Upon reflection, there was nothing surprising about Obama’s global appeal. While America has long boasted of being a melting pot, Obama was a one-man composite of cultures. Half-black, half-white, and all-American, he personified the very notion of meritocracy. An academic with degrees from two Ivy League schools, he was the first president to come of age after the Cold War. A child of globalization, with familial ties to Indonesia and Kenya; Obama’s BlackBerry knew no borders. Hawaii, his home state, epitomized the polyglot society of varied ethnicities. His inaugural address was the world’s inaugural address. The hundreds of millions of people who listened to him speak—from Albania to Zaire, and, most importantly, in the Middle East—embraced his once inconceivable journey as their own personal odyssey.
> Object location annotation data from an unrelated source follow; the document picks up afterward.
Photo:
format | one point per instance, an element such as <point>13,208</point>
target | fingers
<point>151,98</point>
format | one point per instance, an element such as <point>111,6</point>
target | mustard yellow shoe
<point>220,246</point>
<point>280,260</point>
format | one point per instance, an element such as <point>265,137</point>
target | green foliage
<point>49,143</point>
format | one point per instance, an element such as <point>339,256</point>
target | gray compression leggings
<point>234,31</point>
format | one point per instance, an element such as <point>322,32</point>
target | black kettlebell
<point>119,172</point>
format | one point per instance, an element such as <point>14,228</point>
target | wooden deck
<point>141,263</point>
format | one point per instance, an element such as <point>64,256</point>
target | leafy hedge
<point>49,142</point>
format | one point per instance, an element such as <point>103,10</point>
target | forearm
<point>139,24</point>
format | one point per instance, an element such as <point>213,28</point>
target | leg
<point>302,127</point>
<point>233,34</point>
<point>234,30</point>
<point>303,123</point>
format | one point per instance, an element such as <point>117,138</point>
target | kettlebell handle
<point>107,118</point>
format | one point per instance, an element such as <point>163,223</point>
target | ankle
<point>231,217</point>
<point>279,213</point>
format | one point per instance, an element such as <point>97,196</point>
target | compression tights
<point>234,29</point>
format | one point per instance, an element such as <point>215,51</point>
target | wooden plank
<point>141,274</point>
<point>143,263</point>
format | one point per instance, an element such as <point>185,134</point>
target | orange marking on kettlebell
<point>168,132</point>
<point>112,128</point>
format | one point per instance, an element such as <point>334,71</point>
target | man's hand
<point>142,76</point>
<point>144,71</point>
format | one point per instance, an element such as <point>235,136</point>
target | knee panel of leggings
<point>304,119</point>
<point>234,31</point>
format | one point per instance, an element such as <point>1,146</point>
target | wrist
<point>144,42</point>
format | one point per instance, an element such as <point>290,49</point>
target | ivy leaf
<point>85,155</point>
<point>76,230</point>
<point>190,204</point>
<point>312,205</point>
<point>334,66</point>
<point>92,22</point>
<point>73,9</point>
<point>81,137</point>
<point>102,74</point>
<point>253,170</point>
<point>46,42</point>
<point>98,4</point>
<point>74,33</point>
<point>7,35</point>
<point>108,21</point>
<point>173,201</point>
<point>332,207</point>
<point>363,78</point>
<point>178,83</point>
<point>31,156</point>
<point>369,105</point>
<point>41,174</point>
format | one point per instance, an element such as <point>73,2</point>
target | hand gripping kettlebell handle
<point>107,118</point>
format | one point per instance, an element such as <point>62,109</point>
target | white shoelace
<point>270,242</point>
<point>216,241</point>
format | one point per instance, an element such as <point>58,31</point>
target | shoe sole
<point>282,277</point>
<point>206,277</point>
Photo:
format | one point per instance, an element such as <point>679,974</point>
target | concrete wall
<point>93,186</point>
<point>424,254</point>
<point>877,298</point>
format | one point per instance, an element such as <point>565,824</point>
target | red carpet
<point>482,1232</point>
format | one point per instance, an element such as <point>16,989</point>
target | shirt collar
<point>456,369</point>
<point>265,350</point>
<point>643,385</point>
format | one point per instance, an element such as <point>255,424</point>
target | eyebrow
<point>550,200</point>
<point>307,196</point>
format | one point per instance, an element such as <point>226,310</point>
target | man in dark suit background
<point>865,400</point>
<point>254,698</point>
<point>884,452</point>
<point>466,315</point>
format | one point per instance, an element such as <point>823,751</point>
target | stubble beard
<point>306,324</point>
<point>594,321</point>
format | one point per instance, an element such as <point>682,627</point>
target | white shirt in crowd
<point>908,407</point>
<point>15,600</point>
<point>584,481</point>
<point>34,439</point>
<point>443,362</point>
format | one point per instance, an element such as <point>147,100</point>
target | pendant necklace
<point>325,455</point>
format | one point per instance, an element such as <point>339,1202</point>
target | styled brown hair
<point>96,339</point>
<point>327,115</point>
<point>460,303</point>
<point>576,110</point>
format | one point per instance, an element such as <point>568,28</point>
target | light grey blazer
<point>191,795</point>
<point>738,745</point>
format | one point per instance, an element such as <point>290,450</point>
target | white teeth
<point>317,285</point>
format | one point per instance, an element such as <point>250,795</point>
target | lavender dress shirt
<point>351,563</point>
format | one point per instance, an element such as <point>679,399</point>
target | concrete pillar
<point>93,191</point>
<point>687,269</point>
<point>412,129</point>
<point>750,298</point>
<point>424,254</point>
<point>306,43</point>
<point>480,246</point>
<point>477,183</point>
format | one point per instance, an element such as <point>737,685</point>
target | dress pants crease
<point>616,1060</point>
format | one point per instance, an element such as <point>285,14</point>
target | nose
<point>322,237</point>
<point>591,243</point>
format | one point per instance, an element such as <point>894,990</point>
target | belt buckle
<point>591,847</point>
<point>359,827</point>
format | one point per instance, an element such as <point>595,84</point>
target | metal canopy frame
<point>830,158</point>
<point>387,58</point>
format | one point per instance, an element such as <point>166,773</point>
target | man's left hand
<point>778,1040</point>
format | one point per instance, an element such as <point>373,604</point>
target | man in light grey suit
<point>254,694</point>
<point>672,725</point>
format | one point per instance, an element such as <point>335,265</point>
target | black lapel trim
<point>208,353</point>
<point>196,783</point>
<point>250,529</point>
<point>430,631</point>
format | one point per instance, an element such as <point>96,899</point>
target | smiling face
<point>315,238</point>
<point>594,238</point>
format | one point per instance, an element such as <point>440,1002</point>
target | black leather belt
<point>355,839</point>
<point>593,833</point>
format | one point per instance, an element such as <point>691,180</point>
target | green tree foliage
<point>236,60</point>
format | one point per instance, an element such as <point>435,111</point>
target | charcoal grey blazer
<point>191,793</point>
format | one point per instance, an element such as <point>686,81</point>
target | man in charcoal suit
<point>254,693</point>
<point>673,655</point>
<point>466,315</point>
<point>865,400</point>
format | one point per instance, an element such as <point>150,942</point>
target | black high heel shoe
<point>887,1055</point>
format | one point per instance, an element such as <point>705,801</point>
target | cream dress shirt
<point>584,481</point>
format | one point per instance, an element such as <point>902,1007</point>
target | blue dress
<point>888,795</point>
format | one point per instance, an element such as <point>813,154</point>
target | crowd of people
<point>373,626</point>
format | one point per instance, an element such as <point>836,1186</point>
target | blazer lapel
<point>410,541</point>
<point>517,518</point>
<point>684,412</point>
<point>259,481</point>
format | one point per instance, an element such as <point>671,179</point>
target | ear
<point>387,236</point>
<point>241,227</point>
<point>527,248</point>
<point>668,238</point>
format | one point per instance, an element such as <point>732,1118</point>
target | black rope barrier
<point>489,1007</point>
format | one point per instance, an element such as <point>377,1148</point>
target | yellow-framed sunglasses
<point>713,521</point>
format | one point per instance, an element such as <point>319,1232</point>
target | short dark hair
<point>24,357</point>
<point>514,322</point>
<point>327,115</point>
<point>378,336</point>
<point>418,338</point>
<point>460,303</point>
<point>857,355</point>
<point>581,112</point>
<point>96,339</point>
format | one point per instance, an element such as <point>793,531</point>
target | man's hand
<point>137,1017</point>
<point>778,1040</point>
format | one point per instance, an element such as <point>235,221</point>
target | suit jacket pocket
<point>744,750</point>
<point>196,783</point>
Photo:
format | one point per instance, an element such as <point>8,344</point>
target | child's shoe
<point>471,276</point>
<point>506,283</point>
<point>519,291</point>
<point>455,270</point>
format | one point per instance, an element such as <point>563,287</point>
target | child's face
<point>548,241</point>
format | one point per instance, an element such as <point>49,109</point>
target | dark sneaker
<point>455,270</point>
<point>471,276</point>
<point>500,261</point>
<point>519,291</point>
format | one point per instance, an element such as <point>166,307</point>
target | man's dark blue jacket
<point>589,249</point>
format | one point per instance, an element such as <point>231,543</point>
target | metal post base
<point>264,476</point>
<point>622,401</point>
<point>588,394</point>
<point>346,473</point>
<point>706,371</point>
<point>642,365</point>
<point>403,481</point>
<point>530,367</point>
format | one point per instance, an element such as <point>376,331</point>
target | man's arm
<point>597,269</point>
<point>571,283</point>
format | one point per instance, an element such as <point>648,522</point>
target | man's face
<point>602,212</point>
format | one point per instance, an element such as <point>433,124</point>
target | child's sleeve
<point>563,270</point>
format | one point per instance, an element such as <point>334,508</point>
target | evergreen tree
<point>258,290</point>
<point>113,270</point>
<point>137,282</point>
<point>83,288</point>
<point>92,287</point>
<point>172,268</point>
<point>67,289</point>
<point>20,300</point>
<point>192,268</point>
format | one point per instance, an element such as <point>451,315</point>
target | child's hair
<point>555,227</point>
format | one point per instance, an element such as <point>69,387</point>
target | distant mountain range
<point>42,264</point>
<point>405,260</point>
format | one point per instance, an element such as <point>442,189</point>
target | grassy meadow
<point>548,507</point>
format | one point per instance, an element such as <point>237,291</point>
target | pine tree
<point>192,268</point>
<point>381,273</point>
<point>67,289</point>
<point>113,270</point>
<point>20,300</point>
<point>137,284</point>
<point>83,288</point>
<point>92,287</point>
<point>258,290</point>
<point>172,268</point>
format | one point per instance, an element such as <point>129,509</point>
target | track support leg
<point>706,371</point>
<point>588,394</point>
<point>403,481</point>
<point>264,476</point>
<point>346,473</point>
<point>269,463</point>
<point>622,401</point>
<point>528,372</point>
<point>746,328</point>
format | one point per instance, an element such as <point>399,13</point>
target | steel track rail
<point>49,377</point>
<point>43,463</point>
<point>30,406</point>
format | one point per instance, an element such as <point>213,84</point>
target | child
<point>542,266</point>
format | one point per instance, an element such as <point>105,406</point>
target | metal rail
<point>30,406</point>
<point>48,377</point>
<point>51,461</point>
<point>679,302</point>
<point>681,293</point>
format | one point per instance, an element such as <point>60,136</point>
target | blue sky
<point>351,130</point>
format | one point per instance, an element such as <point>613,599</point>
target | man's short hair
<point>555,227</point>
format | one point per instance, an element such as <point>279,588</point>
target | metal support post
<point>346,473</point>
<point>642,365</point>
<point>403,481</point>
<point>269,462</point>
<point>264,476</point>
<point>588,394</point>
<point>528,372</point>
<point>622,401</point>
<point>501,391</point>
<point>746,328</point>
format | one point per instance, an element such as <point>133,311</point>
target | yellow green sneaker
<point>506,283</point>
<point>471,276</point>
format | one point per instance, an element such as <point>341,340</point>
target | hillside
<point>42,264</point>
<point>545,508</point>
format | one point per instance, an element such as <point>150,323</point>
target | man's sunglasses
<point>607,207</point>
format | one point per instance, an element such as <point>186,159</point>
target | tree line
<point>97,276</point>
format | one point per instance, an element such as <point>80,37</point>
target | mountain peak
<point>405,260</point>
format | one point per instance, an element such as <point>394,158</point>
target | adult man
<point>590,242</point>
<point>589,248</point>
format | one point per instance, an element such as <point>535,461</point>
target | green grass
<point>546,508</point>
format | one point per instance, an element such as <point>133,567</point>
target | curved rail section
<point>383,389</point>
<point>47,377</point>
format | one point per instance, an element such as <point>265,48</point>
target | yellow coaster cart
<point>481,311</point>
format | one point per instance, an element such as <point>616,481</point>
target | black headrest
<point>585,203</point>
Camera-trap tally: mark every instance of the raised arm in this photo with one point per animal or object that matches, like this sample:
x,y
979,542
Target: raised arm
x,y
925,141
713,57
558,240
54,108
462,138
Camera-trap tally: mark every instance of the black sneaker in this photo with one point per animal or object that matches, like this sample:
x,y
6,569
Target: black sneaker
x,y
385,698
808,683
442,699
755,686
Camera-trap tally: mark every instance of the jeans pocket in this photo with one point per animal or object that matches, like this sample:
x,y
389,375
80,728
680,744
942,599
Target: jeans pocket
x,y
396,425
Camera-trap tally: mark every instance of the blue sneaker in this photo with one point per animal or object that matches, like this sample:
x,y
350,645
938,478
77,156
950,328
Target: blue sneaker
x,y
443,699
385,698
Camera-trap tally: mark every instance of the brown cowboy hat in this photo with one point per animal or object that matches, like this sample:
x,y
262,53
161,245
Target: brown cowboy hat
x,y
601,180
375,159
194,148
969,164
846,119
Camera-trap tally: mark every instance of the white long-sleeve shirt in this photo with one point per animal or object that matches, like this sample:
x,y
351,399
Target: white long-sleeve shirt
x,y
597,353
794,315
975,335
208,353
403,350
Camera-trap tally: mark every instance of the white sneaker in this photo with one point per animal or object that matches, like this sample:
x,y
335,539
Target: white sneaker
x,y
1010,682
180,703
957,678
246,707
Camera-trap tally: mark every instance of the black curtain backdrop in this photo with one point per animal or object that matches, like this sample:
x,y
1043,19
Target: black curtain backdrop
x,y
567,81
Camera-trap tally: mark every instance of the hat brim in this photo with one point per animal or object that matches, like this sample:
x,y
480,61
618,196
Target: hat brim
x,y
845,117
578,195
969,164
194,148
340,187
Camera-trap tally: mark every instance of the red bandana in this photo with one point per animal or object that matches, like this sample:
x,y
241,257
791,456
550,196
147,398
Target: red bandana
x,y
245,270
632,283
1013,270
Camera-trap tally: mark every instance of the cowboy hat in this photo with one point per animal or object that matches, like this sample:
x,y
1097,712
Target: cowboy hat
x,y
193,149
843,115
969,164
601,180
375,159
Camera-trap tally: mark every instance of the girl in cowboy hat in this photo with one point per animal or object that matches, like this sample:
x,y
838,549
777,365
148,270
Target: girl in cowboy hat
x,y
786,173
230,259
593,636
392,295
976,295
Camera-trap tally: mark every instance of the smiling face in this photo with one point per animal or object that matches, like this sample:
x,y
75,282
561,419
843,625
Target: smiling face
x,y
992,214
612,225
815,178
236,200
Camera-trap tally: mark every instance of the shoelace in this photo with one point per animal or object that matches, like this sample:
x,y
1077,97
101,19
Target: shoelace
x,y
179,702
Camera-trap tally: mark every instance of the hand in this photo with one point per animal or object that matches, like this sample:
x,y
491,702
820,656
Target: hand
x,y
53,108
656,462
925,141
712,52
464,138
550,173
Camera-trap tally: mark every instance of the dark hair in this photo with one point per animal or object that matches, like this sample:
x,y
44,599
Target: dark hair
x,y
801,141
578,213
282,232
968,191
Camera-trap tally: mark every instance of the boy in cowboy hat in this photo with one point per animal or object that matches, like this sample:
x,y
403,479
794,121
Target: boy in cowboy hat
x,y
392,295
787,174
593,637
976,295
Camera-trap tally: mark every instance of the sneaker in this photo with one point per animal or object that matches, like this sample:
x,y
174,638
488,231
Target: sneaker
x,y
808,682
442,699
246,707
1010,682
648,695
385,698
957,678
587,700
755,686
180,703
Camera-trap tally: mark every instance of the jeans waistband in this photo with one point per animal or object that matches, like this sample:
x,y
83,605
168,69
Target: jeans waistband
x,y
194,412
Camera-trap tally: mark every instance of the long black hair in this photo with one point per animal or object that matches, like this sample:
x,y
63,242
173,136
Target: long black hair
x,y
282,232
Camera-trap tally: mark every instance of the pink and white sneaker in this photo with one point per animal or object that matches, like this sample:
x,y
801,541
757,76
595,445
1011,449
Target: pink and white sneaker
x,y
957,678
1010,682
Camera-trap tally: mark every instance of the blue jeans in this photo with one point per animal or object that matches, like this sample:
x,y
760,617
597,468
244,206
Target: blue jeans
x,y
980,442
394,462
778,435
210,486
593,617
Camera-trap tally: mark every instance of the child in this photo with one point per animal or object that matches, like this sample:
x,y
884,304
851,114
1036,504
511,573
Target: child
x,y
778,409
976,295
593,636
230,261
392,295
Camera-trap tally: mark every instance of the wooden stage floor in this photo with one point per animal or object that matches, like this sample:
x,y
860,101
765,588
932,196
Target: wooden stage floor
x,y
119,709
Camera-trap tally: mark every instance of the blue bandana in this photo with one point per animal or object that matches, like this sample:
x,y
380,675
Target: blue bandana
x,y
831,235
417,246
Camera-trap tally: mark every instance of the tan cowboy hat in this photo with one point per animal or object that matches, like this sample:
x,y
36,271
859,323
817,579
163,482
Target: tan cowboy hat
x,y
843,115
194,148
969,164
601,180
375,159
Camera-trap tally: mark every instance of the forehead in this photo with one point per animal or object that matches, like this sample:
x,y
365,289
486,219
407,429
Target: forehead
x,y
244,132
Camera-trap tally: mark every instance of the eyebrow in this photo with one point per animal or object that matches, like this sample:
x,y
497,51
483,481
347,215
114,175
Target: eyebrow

It is not rhetoric to say that a huge global battle is being waged between the forces of light and darkness. Obama has his work cut out for him in Pakistan, Iraq, Iran, and Afghanistan. There are terrorist trapdoors and quagmires around every bend. Good intentions aren’t enough in a hypertechnological world where one dirty bomb the size of a can of California peaches can take out a big chunk of New York City, and glaciers in Antarctica are losing 114 billion tons of ice a year due to global warming. The Internet made it nearly impossible for the Pentagon to stop top-secret documents from being leaked. In many ways, the world is as dangerous as it was in 1939 when FDR started ratcheting up an industrial mobilization campaign in preparation for war against Germany and Japan. The difference is that the enemy Obama faced in 2009, stateless terrorism, was harder to identify. After defeating Fascism and Communism, America had the challenge of crushing high-tech terrorism before it crushed us. As always the U.S. armed forces were up for the job. But were the American people?